Moving Forward, Living with COVID
Dr. Omi joined PM Suga in expressing more optimism about the future prospects of managing the COVID-19 infection rate, and looking ahead to the end of the state of emergency on June 20.
“With this variant, we have found ourselves with a new challenge and until now, we have largely asked citizens to stay home,” said Dr. Omi. “Now with the vaccine, going forward we will hopefully be able to smoothly end the state of emergency, and ask for measures with which citizens will be more willing to comply.”
He went on to point out that, while vaccinations are certainly a key, they are not the only element we will need to incorporate into our life in the future.
The inability to keep up with how fast the infection moves from person to person has been a problem which is particularly pronounced among the younger population as new variants spread.

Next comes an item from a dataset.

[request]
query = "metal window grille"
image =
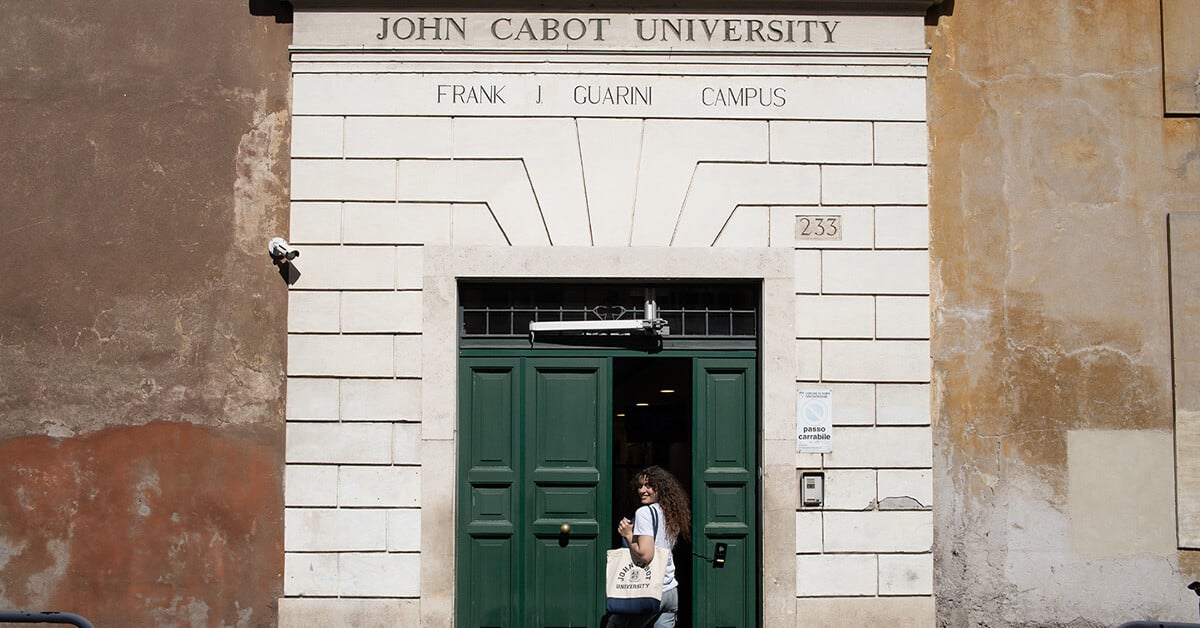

One option to get a better grasp of the extent of the infection, according to the government, would be regular mass testing on school and university campuses. It was reported on May 21, for example, that Waseda University in Tokyo was planning on testing up to 50,000 students across four campuses.
According to Professor Omi, increased testing, especially in large cities, will be an important part of life in a post-corona world.
“One of the issues is that although in smaller communities we know exactly how the virus travels, this isn’t true in large cities, which means we can’t bring the infections lower than a certain amount,” he said. “A point that I think will become important going forward is therefore the technology, and specifically testing technology. I think we need to put more resources into this going forward. “
Moving forward is indeed progress in this pandemic. The May 28 announcements might feel like just another state of emergency, but it looks like better things are to come.